The British Library is one of six 'legal deposit libraries' to begin archiving the UK web, including one billion pages from 4.8 million websites, blogs, forums and social media sites.

Library computers
The six libraries will gather more than a billion pages from 4.8 million UK websites. (Credit: Reuters)

The collection begins this week and is the biggest expansion to the way libraries gather data for hundreds of years, with plans for around a billion web pages per year to be captured and recorded for future generations to read.

Culture Minister Ed Vaizey MP said: "Preserving and maintaining a record of everything that has been published provides a priceless resource for the researchers of today and the future.

"So it's right that these long-standing arrangements have now been brought up to date for the 21st century, covering the UK's digital publications for the first time."

Starting on 6 April, the operation will run an automatic "web harvest" of 4.8 million UK websites amounting to around one billion pages. The process is expected to take three months, followed by two months of processing the data to make it easily searchable in the British Library's database, which already holds 750 million pages of newsprint.

Previously, under the 2003 Legal Deposit Library Act, libraries were given copies of all major print publications, but had to ask permission each time they wanted to store something published online; now, the libraries involved will be granted access to all UK online publications.
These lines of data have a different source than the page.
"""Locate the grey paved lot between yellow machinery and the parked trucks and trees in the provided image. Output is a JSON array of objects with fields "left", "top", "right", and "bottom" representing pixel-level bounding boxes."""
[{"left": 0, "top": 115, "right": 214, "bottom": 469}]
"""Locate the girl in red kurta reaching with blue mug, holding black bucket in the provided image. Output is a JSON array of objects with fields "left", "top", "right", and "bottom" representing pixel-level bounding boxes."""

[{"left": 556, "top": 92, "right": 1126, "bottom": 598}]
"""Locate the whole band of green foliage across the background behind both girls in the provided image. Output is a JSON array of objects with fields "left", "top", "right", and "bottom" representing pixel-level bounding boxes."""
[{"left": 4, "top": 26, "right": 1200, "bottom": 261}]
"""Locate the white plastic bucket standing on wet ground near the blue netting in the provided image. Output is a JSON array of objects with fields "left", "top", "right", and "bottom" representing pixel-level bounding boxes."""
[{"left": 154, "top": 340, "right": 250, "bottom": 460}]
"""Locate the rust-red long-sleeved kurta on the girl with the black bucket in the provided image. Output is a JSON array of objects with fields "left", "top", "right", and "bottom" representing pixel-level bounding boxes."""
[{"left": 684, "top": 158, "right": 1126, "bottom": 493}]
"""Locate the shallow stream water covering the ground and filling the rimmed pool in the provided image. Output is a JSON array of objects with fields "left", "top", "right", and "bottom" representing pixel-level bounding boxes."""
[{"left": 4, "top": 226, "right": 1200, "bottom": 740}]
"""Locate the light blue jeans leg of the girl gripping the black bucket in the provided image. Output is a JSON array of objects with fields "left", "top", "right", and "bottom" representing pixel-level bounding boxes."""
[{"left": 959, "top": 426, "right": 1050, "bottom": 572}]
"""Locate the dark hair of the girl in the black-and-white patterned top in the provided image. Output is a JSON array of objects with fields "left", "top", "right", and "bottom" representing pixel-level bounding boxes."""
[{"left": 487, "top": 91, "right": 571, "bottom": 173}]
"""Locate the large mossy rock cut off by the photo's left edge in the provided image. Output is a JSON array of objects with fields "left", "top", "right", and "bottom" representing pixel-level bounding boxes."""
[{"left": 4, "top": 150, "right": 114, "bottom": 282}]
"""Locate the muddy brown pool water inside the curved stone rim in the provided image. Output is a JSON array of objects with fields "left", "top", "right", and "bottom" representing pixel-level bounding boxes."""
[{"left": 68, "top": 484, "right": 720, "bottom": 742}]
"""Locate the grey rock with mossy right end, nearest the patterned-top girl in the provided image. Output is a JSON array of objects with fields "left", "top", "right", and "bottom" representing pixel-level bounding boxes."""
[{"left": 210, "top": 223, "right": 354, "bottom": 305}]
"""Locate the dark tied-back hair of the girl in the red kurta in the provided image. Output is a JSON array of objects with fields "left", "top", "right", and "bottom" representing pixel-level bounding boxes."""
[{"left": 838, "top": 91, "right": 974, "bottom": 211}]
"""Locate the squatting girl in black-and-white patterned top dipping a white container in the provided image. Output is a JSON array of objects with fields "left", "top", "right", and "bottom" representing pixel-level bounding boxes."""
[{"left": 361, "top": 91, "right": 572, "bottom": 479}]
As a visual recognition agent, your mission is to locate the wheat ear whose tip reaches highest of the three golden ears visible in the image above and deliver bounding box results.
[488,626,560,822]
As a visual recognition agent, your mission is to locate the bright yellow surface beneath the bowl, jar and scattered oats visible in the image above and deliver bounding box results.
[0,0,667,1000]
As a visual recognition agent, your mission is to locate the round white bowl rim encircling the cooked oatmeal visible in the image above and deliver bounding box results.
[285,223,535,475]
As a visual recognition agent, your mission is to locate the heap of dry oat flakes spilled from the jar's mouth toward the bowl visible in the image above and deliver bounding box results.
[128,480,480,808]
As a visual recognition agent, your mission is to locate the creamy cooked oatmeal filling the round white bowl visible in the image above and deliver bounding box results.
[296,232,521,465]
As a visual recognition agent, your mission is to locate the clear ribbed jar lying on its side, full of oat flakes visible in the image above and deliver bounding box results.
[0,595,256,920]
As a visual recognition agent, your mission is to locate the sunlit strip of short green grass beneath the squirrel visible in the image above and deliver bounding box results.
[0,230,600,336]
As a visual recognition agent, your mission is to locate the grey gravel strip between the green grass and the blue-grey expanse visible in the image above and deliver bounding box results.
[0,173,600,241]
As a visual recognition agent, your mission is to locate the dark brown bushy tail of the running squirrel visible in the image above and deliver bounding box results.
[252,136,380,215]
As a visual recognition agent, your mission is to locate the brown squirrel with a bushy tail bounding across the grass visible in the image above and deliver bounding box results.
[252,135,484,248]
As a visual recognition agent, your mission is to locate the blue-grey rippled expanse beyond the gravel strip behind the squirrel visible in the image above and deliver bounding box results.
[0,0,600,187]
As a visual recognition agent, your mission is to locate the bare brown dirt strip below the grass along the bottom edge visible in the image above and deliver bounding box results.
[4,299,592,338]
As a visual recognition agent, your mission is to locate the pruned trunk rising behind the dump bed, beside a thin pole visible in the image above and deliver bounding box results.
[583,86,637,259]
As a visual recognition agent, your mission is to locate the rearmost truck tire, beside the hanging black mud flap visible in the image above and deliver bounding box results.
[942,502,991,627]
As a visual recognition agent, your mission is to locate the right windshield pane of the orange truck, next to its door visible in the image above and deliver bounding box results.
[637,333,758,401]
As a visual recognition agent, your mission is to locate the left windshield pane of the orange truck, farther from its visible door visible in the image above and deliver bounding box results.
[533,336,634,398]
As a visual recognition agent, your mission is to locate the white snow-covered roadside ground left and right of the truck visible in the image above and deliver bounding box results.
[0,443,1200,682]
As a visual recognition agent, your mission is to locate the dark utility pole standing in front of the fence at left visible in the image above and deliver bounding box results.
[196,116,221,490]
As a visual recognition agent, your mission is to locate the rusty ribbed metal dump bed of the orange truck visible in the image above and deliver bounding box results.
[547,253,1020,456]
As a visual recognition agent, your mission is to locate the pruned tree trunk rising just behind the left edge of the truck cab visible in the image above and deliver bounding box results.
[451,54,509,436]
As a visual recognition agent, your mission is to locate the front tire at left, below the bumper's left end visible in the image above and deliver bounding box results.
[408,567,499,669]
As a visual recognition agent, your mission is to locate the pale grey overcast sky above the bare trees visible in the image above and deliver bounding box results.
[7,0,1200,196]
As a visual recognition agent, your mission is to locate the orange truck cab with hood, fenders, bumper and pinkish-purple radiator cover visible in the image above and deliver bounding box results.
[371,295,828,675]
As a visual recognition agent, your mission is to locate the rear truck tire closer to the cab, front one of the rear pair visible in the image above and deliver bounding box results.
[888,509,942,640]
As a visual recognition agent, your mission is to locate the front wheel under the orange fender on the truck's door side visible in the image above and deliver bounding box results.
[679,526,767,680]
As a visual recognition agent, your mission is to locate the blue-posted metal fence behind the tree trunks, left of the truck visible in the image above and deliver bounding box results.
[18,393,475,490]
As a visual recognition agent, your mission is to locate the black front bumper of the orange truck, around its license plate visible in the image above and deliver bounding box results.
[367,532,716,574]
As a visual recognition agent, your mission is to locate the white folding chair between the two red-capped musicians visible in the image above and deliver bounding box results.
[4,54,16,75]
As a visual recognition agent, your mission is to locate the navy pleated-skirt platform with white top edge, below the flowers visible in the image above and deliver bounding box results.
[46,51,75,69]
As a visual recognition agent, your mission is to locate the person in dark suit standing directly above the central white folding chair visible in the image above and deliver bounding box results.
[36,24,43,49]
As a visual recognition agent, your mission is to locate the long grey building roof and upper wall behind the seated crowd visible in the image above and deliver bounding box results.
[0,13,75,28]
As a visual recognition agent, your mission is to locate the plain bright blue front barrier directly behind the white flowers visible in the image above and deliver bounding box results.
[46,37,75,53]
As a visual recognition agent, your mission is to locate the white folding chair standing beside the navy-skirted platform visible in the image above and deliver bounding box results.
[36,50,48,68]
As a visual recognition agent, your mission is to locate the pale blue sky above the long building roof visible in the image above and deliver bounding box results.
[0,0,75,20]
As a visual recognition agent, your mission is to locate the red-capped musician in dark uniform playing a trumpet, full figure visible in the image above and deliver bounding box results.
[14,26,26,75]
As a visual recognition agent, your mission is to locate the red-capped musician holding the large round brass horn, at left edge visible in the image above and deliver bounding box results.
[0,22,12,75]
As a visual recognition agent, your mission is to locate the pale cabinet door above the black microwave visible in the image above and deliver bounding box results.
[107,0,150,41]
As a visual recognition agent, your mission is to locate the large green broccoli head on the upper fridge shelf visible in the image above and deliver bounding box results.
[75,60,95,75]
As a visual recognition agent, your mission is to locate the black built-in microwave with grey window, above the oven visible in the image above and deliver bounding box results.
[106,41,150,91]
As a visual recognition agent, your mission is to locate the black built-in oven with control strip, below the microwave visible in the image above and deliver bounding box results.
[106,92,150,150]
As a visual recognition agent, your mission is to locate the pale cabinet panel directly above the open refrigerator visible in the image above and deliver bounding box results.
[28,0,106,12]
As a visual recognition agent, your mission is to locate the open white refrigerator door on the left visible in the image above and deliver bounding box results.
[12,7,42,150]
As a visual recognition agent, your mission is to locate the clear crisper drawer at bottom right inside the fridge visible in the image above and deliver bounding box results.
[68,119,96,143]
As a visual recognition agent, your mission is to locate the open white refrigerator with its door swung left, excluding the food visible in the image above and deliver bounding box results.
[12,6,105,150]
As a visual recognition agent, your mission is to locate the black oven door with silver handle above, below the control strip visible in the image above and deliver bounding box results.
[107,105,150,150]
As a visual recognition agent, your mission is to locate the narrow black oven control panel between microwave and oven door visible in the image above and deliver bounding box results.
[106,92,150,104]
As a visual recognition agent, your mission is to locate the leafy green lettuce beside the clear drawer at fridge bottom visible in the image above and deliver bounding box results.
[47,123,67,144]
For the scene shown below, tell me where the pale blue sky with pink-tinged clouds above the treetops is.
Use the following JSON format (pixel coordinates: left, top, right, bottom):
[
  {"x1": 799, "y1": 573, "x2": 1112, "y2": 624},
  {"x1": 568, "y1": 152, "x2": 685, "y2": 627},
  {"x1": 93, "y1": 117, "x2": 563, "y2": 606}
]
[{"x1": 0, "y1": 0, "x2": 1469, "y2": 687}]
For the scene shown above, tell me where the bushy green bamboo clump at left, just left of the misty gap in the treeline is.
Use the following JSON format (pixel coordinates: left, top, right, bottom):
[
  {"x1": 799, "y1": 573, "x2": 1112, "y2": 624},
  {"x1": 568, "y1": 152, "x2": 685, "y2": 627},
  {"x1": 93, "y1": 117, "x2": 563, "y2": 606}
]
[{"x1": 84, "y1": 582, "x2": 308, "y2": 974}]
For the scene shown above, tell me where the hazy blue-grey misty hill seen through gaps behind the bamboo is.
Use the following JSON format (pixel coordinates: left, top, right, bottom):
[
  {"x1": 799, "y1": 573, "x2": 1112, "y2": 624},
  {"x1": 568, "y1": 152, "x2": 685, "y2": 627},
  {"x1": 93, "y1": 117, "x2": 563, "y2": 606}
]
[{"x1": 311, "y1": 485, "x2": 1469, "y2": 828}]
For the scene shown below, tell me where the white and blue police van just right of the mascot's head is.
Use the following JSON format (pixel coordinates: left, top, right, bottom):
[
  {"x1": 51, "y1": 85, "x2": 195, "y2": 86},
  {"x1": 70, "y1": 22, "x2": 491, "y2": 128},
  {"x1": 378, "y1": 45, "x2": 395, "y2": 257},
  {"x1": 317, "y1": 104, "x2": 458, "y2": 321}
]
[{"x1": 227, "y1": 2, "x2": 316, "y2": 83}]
Along with the British Library, the National Libraries of Scotland and Wales, the Bodleian Libraries in Oxford, Cambridge University Library and Trinity College Library Dublin will all help to gather the data and make it available for visitors.

Social networking

The archive will include everything from mainstream news websites - including access to content previously locked behind paywalls - to blogs, forums and eventually content from social networks, such as tweets and Facebook posts made by users with their privacy settings set to public.

While only posts and messages published publically will be harvested, this is a step too far according to Nick Pickles, director of UK privacy campaign group Big Brother Watch, who told the Financial Times:

"The danger of unintended consequences is magnified by how wide they've cast the net."

Pickles said that many people who use these social networking sites may not realise what they upload to the public web would be preserved forever.

Swallowed by a black hole

"Ten years ago, there was a very real danger of a black hole opening up and swallowing our digital heritage," said Roly Keating, chief executive of the British Library, "with millions of web pages, e-publications and other non-print items falling through cracks of a system that was devised primarily to capture ink and paper."

Such items to fall through the cracks include online reports of major news events, and where stories have been broken on Twitter and blogs, but have not appeared in as much detail or with as much analysis in printed publications.

Lucie Burgess, project leader at the British Library, said: "If you want a picture of what life is like today in the UK you have to look at the web. We have already lost a lot of material, particularly around events such as the 7/7 London bombings or the 2008 financial crisis.

"That material has fallen into the digital black hole of the 21st century because we haven't been able to capture it. Most of that material has already been lost or taken down. The social media reaction has gone."

To preserve the web archives, data will be stored on numerous servers across the country and there will be self-replicating copies to ensure nothing is lost if a server is damaged.